US natural gas futures settled 6% lower on Tuesday after trading down over 10% earlier in the day as traders abandoned the March contract a day ahead of its expiration to take profits.
Tuesday's decline followed an 11% drop on Monday after the front-month contract hit a five-year high, marking the biggest two-day fall in 11 years and continuing a trend of large price swings this winter, Reuters reported.
Prices are now up 20% for the year after arctic weather and record heating demand rapidly depleted stocks, far below the 53% increase for the year seen at the high early on Monday.
Front-month natural gas futures on the New York Mercantile Exchange fell 35 cents, or 6.4%, to settle at $5.096 per million British thermal units, the news wire said.
The contract traded in a 70-cent range, from an early high of $5.492 to a low of $4.788 before recovering to settle above $5 per MMBtu as contract options expired. Monday's $1.11 daily
swing was the largest since August 2006, according to Reuters data.
Unlike the March contract, April and the forward months rose Tuesday.
"The front month contract is falling due to technical weakness but the rest of the forward curve is pricing in continued winter withdrawals," said Aaron Calder of Gelber & Associates in Houston.
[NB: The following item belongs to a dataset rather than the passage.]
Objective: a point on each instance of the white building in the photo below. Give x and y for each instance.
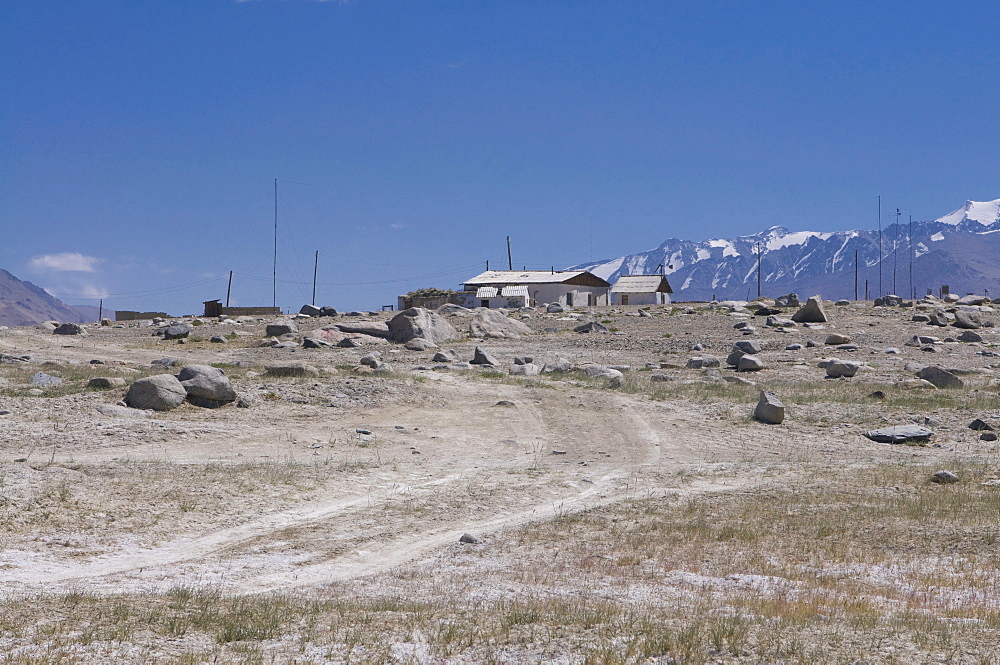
(516, 288)
(641, 290)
Traders noted the March-April 2014 spread fell to 41 cents from 83 cents a day earlier and down from the life-of-contract high of $1.45 hit last week, according to Reuters data.
That's "another sign that the market is moving away from a winter weather focus to more of a forward supply and demand focus," said Dominick Chirichella of Energy Management Institute.
Analysts and traders said the dramatic slide this week was likely caused by the market's inability to break the $6.50 technical resistance point Monday morning and profit taking ahead of the options and contract expiration.
Beyond March, futures prices were supported by weather forecasts calling for more extreme cold and concern about depleted gas in storage.
MDA Weather Services forecast unrelenting cold in the US North-Central over the next five days with more cold expected over much of the country over the next six to 10 days.
Gas inventory is already at the lowest level in a decade and early estimates call for a weekly withdrawal of roughly 110 million cubic feet of gas, lower than the five-year average.
Nuclear plant outages, which create demand for natural gas as a substitute fuel, were at 11,200 megawatts (MW) on Tuesday versus 11,600 MW on Monday. That compares with 15,800 MW a year ago and a five-year average of 11,100 MW out.
In next-day gas trading on the IntercontinentalExchange, gas prices were lower across the country with the exception of the New York area.
At the Henry Hub, the benchmark US supply point in Louisiana, next-day gas averaged $5.22 per MMBtu, down $1 from Monday's close. The last Henry Hub trade was at $4.98, about 6 cents above the Nymex March contract at that time.